Tesla is working to bring to life Full Self-Driving cars that will help prevent the millions of accidents that take place every day. This requires massive amounts of data from images and videos attained from real-world driving. The videos and images need labels to show which objects are present and how the AI should respond. Furthermore, the AI needs to learn how to teach itself how to respond to different images and videos (if that makes sense).
Massive Data Sets
Andrej Karpathy, Tesla’s director of AI, explained that neural networks weren’t enough and that Tesla needed massive data sets to actually generate the correct algorithms that are inside the neural networks. More specifically, Tesla needs these datasets to be within the vector space. This led to the question of how one could accumulate hundreds of millions of parameters and vector space examples. Karpathy pointed out that Tesla had these networks in the millions.
Stopping here just for a moment, that’s a lot of data. Karpathy noted that, over time, Tesla’s data labeling team had grown to over 1,000 professional labelers who work with the team’s engineers. There’s even a team to develop and maintain all of the infrastructure for data labeling. He explained that today, the teams are directly labeling in vector space and not in the individual images that they started with years ago, and they are labeling videos now. However, even this wasn’t enough. Karpathy expalined that both computers and people had their flaws and benefits. An example is that computers are good at geometry reconstruction and triangulation tracking while people are great at semantics.

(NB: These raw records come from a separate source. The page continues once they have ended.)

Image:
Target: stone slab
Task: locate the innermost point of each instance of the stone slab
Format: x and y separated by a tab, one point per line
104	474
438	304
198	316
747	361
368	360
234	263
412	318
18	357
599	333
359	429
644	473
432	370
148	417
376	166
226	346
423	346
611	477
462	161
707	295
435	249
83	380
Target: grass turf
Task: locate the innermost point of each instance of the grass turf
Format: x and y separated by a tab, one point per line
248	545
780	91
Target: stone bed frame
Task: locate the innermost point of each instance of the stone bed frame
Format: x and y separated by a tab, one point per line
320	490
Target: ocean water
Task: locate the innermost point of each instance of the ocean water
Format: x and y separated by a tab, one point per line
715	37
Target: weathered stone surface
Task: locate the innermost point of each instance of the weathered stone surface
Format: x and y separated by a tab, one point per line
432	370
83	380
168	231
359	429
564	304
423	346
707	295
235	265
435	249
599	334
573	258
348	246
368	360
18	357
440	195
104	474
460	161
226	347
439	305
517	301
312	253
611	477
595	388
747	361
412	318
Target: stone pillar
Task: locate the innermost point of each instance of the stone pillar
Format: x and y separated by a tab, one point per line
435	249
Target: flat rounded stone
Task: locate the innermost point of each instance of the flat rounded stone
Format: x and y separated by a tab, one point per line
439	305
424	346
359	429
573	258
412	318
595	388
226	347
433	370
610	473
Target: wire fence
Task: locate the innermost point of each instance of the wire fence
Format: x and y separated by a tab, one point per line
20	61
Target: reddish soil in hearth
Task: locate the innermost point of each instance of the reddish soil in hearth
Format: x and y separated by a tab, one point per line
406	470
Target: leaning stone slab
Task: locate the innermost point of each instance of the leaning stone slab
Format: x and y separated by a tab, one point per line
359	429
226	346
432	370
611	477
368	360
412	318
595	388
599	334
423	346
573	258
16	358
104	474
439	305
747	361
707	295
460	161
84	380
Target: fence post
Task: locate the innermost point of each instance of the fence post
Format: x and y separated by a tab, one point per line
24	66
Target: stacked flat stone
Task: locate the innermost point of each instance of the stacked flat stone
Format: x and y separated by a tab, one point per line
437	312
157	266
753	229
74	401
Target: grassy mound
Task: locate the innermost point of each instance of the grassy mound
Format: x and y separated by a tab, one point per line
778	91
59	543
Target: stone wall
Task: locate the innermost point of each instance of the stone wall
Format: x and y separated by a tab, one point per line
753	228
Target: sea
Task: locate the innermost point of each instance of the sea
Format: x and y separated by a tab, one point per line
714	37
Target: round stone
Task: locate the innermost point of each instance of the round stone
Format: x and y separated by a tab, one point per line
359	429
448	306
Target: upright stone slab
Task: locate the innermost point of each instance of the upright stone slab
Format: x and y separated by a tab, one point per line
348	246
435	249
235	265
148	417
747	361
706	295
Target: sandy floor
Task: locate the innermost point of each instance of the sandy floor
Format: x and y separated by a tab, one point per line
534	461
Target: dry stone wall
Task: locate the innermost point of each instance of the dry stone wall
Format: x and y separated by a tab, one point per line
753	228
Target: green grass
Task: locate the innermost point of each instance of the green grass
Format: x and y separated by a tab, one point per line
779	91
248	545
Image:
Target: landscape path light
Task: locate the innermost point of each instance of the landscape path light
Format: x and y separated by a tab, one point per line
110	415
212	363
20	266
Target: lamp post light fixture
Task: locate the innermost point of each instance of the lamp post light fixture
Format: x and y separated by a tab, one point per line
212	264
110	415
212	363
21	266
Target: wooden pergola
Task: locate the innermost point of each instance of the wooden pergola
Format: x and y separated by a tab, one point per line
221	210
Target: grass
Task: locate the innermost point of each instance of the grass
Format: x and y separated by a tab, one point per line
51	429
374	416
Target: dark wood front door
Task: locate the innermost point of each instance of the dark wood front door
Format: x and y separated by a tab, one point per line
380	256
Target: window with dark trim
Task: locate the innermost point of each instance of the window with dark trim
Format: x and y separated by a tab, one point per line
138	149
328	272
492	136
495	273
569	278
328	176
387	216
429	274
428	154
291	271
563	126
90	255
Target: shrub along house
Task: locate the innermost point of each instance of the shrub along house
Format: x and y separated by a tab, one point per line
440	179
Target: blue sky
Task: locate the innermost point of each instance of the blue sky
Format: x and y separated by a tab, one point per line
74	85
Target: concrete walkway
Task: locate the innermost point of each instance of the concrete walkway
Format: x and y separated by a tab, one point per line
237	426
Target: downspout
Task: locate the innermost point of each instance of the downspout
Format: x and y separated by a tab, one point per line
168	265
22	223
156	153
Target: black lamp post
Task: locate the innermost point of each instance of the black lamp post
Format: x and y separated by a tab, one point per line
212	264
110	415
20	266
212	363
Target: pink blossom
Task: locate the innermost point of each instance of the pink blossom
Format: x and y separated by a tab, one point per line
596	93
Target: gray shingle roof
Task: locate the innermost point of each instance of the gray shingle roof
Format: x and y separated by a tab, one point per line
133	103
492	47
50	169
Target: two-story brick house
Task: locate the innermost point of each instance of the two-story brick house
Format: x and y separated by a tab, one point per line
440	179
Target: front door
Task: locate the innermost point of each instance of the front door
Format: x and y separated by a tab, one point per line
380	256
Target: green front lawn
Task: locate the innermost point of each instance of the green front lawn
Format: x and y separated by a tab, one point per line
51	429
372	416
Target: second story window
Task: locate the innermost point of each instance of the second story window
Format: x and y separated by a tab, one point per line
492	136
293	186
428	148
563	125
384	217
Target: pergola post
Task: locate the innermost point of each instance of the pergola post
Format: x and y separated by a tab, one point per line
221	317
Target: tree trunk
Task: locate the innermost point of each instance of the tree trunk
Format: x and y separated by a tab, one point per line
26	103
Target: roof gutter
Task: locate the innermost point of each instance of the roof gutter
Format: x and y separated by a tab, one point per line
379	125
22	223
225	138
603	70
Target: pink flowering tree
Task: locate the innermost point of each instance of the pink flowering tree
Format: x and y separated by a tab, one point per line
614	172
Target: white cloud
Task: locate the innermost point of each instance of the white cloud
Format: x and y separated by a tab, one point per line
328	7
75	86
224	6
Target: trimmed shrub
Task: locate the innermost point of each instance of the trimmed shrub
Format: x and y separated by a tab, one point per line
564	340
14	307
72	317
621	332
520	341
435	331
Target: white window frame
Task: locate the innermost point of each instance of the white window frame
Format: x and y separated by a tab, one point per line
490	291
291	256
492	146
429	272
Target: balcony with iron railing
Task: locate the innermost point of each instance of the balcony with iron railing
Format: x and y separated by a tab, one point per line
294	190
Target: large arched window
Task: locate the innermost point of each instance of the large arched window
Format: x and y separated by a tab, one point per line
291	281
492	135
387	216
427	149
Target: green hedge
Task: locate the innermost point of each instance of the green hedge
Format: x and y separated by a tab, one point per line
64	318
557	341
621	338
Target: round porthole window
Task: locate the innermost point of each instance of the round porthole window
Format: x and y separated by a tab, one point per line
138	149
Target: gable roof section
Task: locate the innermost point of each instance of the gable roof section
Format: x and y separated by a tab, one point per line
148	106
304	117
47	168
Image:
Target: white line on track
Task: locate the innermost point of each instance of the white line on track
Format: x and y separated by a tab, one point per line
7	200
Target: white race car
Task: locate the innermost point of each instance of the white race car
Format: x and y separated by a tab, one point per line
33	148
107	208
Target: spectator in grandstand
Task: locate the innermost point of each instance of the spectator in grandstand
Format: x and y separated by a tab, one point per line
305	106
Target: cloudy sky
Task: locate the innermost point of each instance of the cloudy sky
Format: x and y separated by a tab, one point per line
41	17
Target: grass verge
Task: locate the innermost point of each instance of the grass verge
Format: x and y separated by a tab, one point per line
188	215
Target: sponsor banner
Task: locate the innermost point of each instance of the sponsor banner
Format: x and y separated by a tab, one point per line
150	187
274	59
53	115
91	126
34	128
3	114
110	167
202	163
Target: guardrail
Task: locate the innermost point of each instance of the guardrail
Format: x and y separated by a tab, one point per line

“Really, for us, it’s becoming a story of how do humans and computers collaborate to create these vector space data sets?”
Karpathy mentioned that before moving Tesla’s data labeling in-house, it had been working with a third party. This wasn’t quite working out, though. High latency and low quality were major issues. So, Tesla vertically integrated data labeling by moving it in-house (as Tesla is known to do). Tesla’s data labeling team is based in the US. This is something that many overlook. Many companies would outsource these jobs and pay low-cost offshore prices for human labelers. Tesla hires people in California. This is just one more reason to admire Tesla, especially as an American company and job provider.
More Data Than Human Labelers
Ashok Elluswamy, Tesla’s Director of Autopilot Software, also participated in the presentation. He explained that even though Tesla has a lot of human labelers, the amount of training data that is needed for training with the networks outnumbers the human labelers. To solve this, he explained, they are creating a massive auto labeling pipeline. He showed an example of how the team labels a single clip. These clips have a lot of data, such as videos, IMU data, GPS, odometry, and can be 45 seconds to a minute long.
The clips are collected either from customer cars or engineering cars and are then sent out to the servers where they run a lot of their neural networks offline to produce intermediate results such as point mapping. After this, the clip goes through robotics and an algorithm that produces a final set of labels that can be used to train the networks.
It seems as if Tesla’s AI team speaks an entirely different language at times, but in a nutshell, Tesla has developed a process to sort and organize its data automatically. This is done through the collaboration of people and computers, as Karpathy mentioned.
Simulation In A Video Game
Elluswamy also explained another way data is labeled. Their simulation system is a video game with Autopilot as the player. He showed the simulation and a car within it that had a logo on top of it, which signified Autopilot. It made a left turn. He explained that since this was a simulation, it started from the vector space, so it had perfect labels. Some of those labels produced were vehicle cuboids with kinematics and depth. What’s neat is that if Karpathy wanted to add a new task, the team could quickly produce this since they already have the vector space and are able to write the code to produce new labels.